0.999… has no smallest digit, thus the carry operation fails to roll it over to 1.
That’s where limits get involved, snatching the carry from the brink of infinity. You could, OTOH, also ignore that and simply accept that it has to be the case because 0.333… * 3. And let me emphasise this doubly and triply: That is a correct mathematical understanding. You don’t need to get limits involved. It doesn’t make it any more correct, or detailed, or anything. Glancing at Occam’s razor, it’s even the preferable explanation: There’s a gazillion overcomplicated and egg-headed ways to write 1 + 1 = 2 (just have a look at the Principia Mathematica), that doesn’t mean that a kindergarten student doesn’t understand the concept correctly. Begone, superfluous sophistication!
(I just noticed that sophistication actually shares a root with sophistry. What a coincidence)
Someone using only basic arithmetic on decimal notation will conclude that 0.999… is not 1.
Doesn’t pass scrutiny, because then either 0.333… /= 1/3 or 3 /= 3 (or both). It simply cannot be the case when looking at the whole system, as opposed to only the single question 0.999… ?= 1 and trying to glean something from that. Context matters: Any answer to that question has to be consistent with all the rest you know about the natural numbers. And only 0.999… = 1 fulfils that.

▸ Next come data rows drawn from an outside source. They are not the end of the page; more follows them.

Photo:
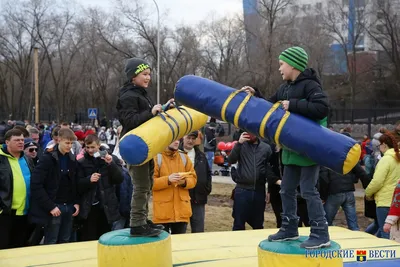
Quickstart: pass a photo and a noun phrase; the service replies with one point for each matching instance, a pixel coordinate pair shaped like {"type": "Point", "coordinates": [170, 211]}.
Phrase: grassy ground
{"type": "Point", "coordinates": [219, 212]}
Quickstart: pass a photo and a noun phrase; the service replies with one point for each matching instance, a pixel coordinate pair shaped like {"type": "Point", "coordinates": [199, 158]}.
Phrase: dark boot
{"type": "Point", "coordinates": [319, 236]}
{"type": "Point", "coordinates": [155, 226]}
{"type": "Point", "coordinates": [288, 231]}
{"type": "Point", "coordinates": [144, 231]}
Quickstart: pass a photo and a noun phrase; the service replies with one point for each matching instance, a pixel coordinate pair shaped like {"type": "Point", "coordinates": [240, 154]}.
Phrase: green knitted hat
{"type": "Point", "coordinates": [296, 57]}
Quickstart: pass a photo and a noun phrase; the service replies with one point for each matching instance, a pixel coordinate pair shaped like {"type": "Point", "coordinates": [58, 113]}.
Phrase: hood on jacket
{"type": "Point", "coordinates": [390, 152]}
{"type": "Point", "coordinates": [4, 152]}
{"type": "Point", "coordinates": [130, 86]}
{"type": "Point", "coordinates": [308, 74]}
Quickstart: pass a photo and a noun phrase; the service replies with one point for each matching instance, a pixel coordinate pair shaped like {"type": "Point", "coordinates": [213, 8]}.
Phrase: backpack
{"type": "Point", "coordinates": [207, 143]}
{"type": "Point", "coordinates": [103, 136]}
{"type": "Point", "coordinates": [159, 159]}
{"type": "Point", "coordinates": [220, 130]}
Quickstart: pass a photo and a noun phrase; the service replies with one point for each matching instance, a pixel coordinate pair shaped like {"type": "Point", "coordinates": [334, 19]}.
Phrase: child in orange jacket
{"type": "Point", "coordinates": [174, 175]}
{"type": "Point", "coordinates": [392, 222]}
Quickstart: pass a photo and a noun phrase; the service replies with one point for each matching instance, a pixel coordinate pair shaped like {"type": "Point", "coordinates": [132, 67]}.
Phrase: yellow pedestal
{"type": "Point", "coordinates": [118, 248]}
{"type": "Point", "coordinates": [289, 253]}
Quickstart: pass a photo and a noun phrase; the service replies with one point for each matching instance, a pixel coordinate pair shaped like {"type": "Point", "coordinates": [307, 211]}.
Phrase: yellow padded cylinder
{"type": "Point", "coordinates": [118, 248]}
{"type": "Point", "coordinates": [289, 253]}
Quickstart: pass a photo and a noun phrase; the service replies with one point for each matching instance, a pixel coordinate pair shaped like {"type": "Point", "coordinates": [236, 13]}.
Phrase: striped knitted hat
{"type": "Point", "coordinates": [296, 57]}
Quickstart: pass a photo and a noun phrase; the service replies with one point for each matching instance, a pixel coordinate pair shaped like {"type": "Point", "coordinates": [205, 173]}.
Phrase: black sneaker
{"type": "Point", "coordinates": [155, 226]}
{"type": "Point", "coordinates": [145, 231]}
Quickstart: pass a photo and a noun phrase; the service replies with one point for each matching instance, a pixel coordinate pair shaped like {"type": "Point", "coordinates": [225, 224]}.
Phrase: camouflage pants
{"type": "Point", "coordinates": [142, 181]}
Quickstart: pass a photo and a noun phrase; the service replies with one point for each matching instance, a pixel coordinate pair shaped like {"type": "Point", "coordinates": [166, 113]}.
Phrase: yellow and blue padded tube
{"type": "Point", "coordinates": [268, 120]}
{"type": "Point", "coordinates": [118, 248]}
{"type": "Point", "coordinates": [143, 143]}
{"type": "Point", "coordinates": [282, 254]}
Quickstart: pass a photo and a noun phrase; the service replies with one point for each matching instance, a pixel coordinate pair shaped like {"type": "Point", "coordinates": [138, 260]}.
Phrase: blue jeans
{"type": "Point", "coordinates": [248, 206]}
{"type": "Point", "coordinates": [348, 203]}
{"type": "Point", "coordinates": [59, 228]}
{"type": "Point", "coordinates": [307, 178]}
{"type": "Point", "coordinates": [118, 225]}
{"type": "Point", "coordinates": [373, 228]}
{"type": "Point", "coordinates": [381, 214]}
{"type": "Point", "coordinates": [197, 219]}
{"type": "Point", "coordinates": [210, 158]}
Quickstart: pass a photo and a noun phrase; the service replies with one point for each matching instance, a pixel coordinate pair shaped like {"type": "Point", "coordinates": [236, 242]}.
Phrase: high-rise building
{"type": "Point", "coordinates": [252, 26]}
{"type": "Point", "coordinates": [350, 13]}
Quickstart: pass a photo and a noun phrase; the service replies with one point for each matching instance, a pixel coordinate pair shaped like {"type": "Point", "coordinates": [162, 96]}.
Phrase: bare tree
{"type": "Point", "coordinates": [385, 31]}
{"type": "Point", "coordinates": [276, 19]}
{"type": "Point", "coordinates": [346, 25]}
{"type": "Point", "coordinates": [16, 49]}
{"type": "Point", "coordinates": [224, 51]}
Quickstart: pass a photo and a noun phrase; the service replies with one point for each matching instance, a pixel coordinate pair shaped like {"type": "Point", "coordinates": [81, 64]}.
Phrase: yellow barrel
{"type": "Point", "coordinates": [118, 248]}
{"type": "Point", "coordinates": [289, 253]}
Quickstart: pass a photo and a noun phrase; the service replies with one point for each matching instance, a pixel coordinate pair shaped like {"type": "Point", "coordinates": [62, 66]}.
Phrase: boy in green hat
{"type": "Point", "coordinates": [301, 94]}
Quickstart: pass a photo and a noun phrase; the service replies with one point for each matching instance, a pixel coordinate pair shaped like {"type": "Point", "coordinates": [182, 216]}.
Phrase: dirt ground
{"type": "Point", "coordinates": [219, 212]}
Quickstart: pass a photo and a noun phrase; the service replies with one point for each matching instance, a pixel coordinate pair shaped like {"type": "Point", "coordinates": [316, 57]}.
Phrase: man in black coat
{"type": "Point", "coordinates": [55, 199]}
{"type": "Point", "coordinates": [97, 177]}
{"type": "Point", "coordinates": [249, 196]}
{"type": "Point", "coordinates": [199, 194]}
{"type": "Point", "coordinates": [338, 191]}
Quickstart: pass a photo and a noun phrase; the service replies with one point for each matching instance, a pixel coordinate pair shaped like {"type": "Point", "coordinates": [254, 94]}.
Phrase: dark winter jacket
{"type": "Point", "coordinates": [199, 194]}
{"type": "Point", "coordinates": [111, 174]}
{"type": "Point", "coordinates": [253, 165]}
{"type": "Point", "coordinates": [134, 107]}
{"type": "Point", "coordinates": [333, 183]}
{"type": "Point", "coordinates": [210, 142]}
{"type": "Point", "coordinates": [306, 98]}
{"type": "Point", "coordinates": [45, 181]}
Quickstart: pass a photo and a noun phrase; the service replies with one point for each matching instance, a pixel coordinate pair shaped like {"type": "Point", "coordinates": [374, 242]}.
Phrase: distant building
{"type": "Point", "coordinates": [368, 50]}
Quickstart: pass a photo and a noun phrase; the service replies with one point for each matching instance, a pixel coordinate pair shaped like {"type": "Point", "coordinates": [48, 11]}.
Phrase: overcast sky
{"type": "Point", "coordinates": [182, 11]}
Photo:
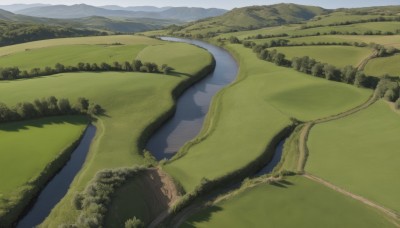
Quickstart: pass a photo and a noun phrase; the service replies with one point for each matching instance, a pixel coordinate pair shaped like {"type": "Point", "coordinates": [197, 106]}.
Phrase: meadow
{"type": "Point", "coordinates": [132, 102]}
{"type": "Point", "coordinates": [360, 154]}
{"type": "Point", "coordinates": [339, 56]}
{"type": "Point", "coordinates": [294, 202]}
{"type": "Point", "coordinates": [71, 55]}
{"type": "Point", "coordinates": [27, 147]}
{"type": "Point", "coordinates": [264, 98]}
{"type": "Point", "coordinates": [381, 66]}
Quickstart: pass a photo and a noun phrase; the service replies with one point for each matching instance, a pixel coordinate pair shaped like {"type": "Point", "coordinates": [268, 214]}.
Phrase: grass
{"type": "Point", "coordinates": [247, 115]}
{"type": "Point", "coordinates": [27, 147]}
{"type": "Point", "coordinates": [360, 153]}
{"type": "Point", "coordinates": [381, 66]}
{"type": "Point", "coordinates": [297, 202]}
{"type": "Point", "coordinates": [132, 101]}
{"type": "Point", "coordinates": [71, 55]}
{"type": "Point", "coordinates": [339, 56]}
{"type": "Point", "coordinates": [103, 40]}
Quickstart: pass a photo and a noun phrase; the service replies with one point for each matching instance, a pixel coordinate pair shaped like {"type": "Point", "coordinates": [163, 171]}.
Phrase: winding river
{"type": "Point", "coordinates": [56, 189]}
{"type": "Point", "coordinates": [192, 107]}
{"type": "Point", "coordinates": [194, 103]}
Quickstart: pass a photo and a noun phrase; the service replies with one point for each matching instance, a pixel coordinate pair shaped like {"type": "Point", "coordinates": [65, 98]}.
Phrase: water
{"type": "Point", "coordinates": [193, 104]}
{"type": "Point", "coordinates": [56, 189]}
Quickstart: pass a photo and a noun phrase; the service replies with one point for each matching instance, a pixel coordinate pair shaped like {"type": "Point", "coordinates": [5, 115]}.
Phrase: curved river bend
{"type": "Point", "coordinates": [193, 104]}
{"type": "Point", "coordinates": [56, 189]}
{"type": "Point", "coordinates": [192, 107]}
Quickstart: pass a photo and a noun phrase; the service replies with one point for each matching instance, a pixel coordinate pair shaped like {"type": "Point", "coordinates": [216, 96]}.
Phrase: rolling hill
{"type": "Point", "coordinates": [83, 10]}
{"type": "Point", "coordinates": [257, 17]}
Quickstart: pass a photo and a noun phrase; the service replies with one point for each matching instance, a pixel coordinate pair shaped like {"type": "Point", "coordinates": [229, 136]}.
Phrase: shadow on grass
{"type": "Point", "coordinates": [16, 126]}
{"type": "Point", "coordinates": [203, 216]}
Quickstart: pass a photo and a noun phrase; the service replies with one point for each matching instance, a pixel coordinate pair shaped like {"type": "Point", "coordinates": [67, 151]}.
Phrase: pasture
{"type": "Point", "coordinates": [132, 101]}
{"type": "Point", "coordinates": [381, 66]}
{"type": "Point", "coordinates": [339, 56]}
{"type": "Point", "coordinates": [248, 114]}
{"type": "Point", "coordinates": [27, 147]}
{"type": "Point", "coordinates": [360, 153]}
{"type": "Point", "coordinates": [71, 55]}
{"type": "Point", "coordinates": [295, 202]}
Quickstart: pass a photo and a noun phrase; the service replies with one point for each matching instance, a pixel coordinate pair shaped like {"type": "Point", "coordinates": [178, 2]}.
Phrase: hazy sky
{"type": "Point", "coordinates": [227, 4]}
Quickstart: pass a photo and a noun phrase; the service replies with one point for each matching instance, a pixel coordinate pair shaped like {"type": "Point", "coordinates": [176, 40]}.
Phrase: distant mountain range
{"type": "Point", "coordinates": [82, 10]}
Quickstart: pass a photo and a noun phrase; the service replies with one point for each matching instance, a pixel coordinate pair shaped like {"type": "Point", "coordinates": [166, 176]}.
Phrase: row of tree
{"type": "Point", "coordinates": [377, 19]}
{"type": "Point", "coordinates": [310, 66]}
{"type": "Point", "coordinates": [50, 106]}
{"type": "Point", "coordinates": [11, 73]}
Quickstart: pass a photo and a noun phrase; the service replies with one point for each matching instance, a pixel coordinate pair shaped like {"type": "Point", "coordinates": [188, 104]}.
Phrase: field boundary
{"type": "Point", "coordinates": [388, 212]}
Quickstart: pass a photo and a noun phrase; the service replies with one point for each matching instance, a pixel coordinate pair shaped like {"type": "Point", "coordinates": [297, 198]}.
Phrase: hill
{"type": "Point", "coordinates": [17, 7]}
{"type": "Point", "coordinates": [82, 10]}
{"type": "Point", "coordinates": [257, 17]}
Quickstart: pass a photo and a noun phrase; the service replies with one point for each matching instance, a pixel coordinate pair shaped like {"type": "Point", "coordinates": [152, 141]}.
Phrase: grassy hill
{"type": "Point", "coordinates": [257, 17]}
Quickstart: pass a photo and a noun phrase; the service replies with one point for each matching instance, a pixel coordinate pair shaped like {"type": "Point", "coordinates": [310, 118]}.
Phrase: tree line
{"type": "Point", "coordinates": [11, 73]}
{"type": "Point", "coordinates": [49, 106]}
{"type": "Point", "coordinates": [348, 74]}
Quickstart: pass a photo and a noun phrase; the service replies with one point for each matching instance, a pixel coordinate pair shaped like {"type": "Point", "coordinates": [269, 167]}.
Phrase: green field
{"type": "Point", "coordinates": [100, 40]}
{"type": "Point", "coordinates": [387, 65]}
{"type": "Point", "coordinates": [258, 106]}
{"type": "Point", "coordinates": [132, 101]}
{"type": "Point", "coordinates": [360, 153]}
{"type": "Point", "coordinates": [27, 147]}
{"type": "Point", "coordinates": [339, 56]}
{"type": "Point", "coordinates": [298, 202]}
{"type": "Point", "coordinates": [71, 55]}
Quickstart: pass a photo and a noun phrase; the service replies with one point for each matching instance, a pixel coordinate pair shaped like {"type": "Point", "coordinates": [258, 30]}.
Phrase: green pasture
{"type": "Point", "coordinates": [339, 56]}
{"type": "Point", "coordinates": [381, 66]}
{"type": "Point", "coordinates": [247, 115]}
{"type": "Point", "coordinates": [71, 55]}
{"type": "Point", "coordinates": [27, 147]}
{"type": "Point", "coordinates": [360, 153]}
{"type": "Point", "coordinates": [99, 40]}
{"type": "Point", "coordinates": [132, 101]}
{"type": "Point", "coordinates": [295, 202]}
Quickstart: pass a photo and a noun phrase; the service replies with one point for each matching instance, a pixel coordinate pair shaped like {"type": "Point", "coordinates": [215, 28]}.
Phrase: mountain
{"type": "Point", "coordinates": [82, 10]}
{"type": "Point", "coordinates": [257, 17]}
{"type": "Point", "coordinates": [17, 7]}
{"type": "Point", "coordinates": [136, 8]}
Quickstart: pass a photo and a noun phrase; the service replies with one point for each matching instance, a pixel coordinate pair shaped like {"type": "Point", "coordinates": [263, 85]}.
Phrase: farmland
{"type": "Point", "coordinates": [376, 147]}
{"type": "Point", "coordinates": [339, 56]}
{"type": "Point", "coordinates": [275, 93]}
{"type": "Point", "coordinates": [32, 145]}
{"type": "Point", "coordinates": [272, 204]}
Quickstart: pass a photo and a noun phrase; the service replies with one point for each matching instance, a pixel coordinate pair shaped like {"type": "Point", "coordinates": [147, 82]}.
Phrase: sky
{"type": "Point", "coordinates": [226, 4]}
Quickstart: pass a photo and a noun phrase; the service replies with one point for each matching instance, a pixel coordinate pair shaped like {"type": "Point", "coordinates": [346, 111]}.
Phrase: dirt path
{"type": "Point", "coordinates": [303, 149]}
{"type": "Point", "coordinates": [162, 191]}
{"type": "Point", "coordinates": [384, 210]}
{"type": "Point", "coordinates": [362, 65]}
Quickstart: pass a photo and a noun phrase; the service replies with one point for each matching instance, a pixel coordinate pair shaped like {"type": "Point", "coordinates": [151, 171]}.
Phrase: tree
{"type": "Point", "coordinates": [397, 104]}
{"type": "Point", "coordinates": [64, 106]}
{"type": "Point", "coordinates": [390, 95]}
{"type": "Point", "coordinates": [134, 223]}
{"type": "Point", "coordinates": [360, 80]}
{"type": "Point", "coordinates": [136, 65]}
{"type": "Point", "coordinates": [317, 69]}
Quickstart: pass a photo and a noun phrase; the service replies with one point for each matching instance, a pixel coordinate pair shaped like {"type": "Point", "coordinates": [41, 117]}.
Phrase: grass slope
{"type": "Point", "coordinates": [298, 202]}
{"type": "Point", "coordinates": [104, 40]}
{"type": "Point", "coordinates": [71, 55]}
{"type": "Point", "coordinates": [360, 153]}
{"type": "Point", "coordinates": [339, 56]}
{"type": "Point", "coordinates": [248, 114]}
{"type": "Point", "coordinates": [380, 66]}
{"type": "Point", "coordinates": [27, 147]}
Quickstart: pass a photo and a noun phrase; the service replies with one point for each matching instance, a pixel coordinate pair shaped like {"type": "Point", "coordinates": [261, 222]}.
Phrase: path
{"type": "Point", "coordinates": [362, 65]}
{"type": "Point", "coordinates": [361, 199]}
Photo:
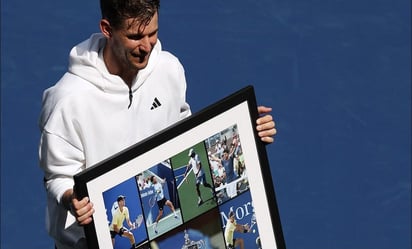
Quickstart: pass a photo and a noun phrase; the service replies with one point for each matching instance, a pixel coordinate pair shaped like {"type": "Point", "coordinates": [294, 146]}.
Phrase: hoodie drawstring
{"type": "Point", "coordinates": [130, 97]}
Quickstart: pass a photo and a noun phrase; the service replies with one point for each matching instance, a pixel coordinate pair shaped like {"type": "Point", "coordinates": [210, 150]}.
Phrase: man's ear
{"type": "Point", "coordinates": [105, 28]}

Why are you making this so complicated?
It isn’t. It’s convenient. Toss it if you don’t want to use it. What’s not an option though is to use it incorrectly, and that would be insisting that 0.999… /= 1, because that doesn’t make any sense.
A notational system doesn’t get to say “well I like to do numbers this way, let’s break all the axioms or arithmetic”. If you say that 0.333… = 1/3, then it necessarily follows that 0.999… = 1. Forget about “but how do I calculate that” think about “does multiplying the same number by the same number yield the same result”.
Repeating decimals aren’t apart from decimal arithmetic. They’re a necessary part of it. If you didn’t learn 0.999… = 1, you did not learn decimal arithmetic. And with “necessary” I mean necessary: Any positional system that supports expressing rational numbers will have repeating digits. It’s the trade-off you make, by fixing the divisor (10 in our case), to make numbers easily comparable by size, because no number can divide any number cleanly because there’s an infinite number of primes. Quick, which is the bigger number: 38/127 or 39/131.
Any notational system has its awkward spots. You will not get around awkward spots. Decimal notation has quite few of them, certainly fewer than Roman numerals where being able to do long division earned you a Ph.D. If you can come up with something better be my guest, I already linked you to a starting point.